帰りがけに声を掛けられて、何やらある家へ。そこには近所の女性数人が集まり、おしゃべりしていたが、この家の女性が全員に何かを配り出した。夫人によれば、『これは年1回の儀式』だそうで、村の中で何かもめても、年1回、手打ちの会を開き、水に流すらしい。この辺も日本の昔の農村にあった習慣ではないだろうか。

 

コラム ⇒ http://www.chatabi.net/colum/379.html

 

カンジーフィロソフィー

その夜、夫人との話の中に『カンジーフィロソフィー』という言葉が出てきた。

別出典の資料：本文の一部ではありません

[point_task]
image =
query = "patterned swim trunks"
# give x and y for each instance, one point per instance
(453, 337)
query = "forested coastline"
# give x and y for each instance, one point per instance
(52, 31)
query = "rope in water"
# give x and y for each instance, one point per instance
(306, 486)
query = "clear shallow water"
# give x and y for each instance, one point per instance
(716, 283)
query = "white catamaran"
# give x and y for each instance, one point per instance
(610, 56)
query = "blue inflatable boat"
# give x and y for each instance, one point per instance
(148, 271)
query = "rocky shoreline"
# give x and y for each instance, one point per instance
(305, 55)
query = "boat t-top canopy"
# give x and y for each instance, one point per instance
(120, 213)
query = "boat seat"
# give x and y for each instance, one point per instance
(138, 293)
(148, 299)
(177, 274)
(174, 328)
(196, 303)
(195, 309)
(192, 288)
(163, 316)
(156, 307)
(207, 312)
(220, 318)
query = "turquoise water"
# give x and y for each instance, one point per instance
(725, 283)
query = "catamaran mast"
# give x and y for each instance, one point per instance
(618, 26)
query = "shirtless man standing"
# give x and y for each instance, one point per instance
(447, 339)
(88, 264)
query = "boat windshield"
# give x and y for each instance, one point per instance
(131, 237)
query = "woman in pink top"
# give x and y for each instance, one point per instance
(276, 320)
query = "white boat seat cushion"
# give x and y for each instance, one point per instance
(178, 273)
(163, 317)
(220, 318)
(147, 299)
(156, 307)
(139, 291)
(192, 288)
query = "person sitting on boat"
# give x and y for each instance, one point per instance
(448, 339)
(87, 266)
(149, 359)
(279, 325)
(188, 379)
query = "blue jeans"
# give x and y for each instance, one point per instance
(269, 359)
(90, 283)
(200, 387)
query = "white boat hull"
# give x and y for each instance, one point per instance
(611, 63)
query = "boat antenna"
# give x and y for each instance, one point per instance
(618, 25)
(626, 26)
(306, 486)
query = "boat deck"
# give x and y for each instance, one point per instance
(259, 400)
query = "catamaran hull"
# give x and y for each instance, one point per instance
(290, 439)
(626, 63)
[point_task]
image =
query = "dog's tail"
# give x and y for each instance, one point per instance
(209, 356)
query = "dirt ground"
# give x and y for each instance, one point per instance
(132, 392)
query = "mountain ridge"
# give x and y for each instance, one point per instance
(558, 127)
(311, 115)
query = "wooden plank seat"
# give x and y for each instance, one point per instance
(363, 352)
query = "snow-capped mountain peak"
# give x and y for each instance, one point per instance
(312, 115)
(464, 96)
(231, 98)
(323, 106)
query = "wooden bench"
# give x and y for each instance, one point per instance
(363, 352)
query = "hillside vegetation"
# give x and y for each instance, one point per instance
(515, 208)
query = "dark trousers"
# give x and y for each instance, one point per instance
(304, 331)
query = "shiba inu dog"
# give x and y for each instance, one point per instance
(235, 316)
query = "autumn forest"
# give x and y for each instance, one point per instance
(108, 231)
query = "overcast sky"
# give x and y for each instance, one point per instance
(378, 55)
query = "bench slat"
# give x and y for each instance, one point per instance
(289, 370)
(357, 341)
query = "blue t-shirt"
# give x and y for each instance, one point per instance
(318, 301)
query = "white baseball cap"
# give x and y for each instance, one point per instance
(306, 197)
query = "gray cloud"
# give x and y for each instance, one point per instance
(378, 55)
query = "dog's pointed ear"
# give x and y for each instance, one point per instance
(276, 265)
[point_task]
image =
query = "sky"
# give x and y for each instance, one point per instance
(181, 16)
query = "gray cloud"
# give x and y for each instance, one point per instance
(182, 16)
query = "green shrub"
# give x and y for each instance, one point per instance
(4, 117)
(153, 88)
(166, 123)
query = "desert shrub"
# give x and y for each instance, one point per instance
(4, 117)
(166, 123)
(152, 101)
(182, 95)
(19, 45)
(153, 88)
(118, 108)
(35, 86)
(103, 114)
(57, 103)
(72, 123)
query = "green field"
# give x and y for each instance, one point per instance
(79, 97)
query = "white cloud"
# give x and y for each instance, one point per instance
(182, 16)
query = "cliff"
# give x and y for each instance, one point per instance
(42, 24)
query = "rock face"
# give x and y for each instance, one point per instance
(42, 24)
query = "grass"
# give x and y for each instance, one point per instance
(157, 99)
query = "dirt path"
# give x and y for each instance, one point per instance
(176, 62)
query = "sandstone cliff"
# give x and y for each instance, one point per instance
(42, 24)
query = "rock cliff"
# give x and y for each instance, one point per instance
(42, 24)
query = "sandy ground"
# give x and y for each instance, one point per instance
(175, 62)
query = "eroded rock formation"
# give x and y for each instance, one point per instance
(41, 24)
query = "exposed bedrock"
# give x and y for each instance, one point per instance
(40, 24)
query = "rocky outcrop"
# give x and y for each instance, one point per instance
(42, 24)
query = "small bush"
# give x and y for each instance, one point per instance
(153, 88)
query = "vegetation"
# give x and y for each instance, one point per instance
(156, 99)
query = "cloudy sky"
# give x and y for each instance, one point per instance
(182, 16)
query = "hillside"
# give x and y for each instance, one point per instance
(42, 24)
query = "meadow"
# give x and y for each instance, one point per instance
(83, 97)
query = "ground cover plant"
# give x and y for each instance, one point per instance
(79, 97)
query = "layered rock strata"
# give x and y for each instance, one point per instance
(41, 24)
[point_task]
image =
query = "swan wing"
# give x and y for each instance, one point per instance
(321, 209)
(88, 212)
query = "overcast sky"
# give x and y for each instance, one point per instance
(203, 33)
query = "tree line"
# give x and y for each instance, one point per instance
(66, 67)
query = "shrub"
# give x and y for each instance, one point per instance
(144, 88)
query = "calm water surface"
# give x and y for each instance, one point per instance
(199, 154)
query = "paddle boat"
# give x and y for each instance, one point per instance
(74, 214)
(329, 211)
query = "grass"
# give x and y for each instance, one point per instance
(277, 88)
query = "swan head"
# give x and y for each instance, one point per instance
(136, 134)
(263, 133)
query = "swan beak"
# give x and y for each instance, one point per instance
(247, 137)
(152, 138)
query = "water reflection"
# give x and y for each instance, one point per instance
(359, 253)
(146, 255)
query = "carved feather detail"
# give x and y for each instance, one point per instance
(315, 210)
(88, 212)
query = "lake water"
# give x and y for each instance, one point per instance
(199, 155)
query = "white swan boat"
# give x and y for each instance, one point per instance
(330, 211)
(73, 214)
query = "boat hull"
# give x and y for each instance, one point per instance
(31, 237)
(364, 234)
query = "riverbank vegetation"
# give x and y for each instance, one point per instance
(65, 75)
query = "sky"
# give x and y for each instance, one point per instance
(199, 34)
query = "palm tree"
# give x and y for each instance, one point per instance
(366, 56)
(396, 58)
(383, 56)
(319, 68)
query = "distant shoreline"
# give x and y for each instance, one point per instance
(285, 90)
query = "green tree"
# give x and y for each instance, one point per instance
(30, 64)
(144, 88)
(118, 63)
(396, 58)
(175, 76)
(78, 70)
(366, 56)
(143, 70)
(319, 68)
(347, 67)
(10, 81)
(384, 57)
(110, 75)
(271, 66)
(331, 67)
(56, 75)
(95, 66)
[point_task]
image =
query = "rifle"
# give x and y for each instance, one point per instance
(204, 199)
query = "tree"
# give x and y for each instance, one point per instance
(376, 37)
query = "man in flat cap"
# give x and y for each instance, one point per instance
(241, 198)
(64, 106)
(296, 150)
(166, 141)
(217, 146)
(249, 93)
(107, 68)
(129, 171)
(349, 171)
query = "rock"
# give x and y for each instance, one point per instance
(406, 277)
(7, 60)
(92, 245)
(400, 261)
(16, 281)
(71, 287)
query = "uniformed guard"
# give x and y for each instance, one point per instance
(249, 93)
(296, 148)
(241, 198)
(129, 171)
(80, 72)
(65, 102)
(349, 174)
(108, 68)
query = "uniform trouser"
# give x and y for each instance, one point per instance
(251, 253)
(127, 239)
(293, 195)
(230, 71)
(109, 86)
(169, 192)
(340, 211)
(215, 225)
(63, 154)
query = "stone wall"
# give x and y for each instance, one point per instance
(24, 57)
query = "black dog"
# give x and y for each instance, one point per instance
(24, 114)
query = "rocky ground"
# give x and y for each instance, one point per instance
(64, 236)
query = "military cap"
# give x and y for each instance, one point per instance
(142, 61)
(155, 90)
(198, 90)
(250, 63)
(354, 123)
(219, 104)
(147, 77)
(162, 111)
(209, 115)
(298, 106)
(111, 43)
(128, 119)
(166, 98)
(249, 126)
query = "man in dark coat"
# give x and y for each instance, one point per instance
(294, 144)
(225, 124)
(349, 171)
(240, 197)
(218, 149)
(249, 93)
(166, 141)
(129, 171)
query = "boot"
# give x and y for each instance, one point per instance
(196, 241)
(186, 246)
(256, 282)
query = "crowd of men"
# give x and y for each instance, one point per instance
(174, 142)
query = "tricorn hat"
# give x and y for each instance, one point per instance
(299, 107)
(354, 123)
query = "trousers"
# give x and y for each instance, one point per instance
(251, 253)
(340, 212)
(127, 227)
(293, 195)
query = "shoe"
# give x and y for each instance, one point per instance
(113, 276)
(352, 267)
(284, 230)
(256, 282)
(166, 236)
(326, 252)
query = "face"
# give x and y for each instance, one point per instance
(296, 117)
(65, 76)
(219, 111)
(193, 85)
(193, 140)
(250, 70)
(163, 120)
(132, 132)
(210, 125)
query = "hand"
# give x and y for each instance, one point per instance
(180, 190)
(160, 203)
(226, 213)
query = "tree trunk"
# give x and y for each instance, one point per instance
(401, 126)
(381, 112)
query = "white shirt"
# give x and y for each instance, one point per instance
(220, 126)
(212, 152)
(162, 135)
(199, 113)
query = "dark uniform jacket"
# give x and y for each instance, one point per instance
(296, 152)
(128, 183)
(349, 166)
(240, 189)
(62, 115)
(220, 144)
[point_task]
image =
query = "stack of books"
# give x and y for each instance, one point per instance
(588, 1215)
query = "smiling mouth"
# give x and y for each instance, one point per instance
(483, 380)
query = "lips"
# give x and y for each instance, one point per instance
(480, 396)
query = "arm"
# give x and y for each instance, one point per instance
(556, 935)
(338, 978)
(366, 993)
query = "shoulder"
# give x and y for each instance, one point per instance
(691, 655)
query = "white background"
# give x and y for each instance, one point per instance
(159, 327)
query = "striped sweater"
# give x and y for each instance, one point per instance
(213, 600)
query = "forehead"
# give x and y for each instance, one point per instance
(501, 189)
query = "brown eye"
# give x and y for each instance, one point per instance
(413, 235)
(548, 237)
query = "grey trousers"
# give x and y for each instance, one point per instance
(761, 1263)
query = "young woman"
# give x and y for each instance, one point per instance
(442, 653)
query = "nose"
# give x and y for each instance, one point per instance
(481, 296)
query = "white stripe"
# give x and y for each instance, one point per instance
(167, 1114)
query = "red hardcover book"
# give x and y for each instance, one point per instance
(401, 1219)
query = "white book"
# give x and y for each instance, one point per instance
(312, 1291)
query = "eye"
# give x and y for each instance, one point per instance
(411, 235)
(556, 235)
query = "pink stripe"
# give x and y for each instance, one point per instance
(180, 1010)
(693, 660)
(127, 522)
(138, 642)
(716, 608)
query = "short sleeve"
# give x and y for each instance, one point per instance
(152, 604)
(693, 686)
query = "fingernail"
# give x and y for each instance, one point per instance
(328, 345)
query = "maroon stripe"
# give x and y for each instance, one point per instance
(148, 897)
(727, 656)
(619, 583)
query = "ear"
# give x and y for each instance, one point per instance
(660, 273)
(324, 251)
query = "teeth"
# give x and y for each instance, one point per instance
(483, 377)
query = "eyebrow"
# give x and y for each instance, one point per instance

ガンジーは勿論インド独立の父。彼の考え方を信奉する人々がいるということ。夫人とご主人である教授もこの考え方を取っている。この半農村での生活、文明的な生活を抑制するのもこのためだと思われる。

 

ただガンジーの考えと言っても色々とある。例えば非暴力であり、菜食主義(殺されるのを嫌がっているものは食べない)、禁欲主義などである。この考え方を原則として実践していく、これはかなり大変なことだと思うのだが、道理としては通っている。

 

60数年前に暗殺されたガンジーだが、その思想は今でも広く支持されている。ただ人間の欲望をうまくコントロールして、平和な社会を作ることが如何に難しいかは、現在の国際社会がそのまま証明している。

 

ゴレ家に滞在して、我々は色々なことを考えないといけない、と感じる。今や人間は『自然に生きる』とか『自然と共に生きる』ことが如何に難しいか、言葉で言ってみても始まらない。日本社会がかなり軽く見えた一瞬だったかと思う。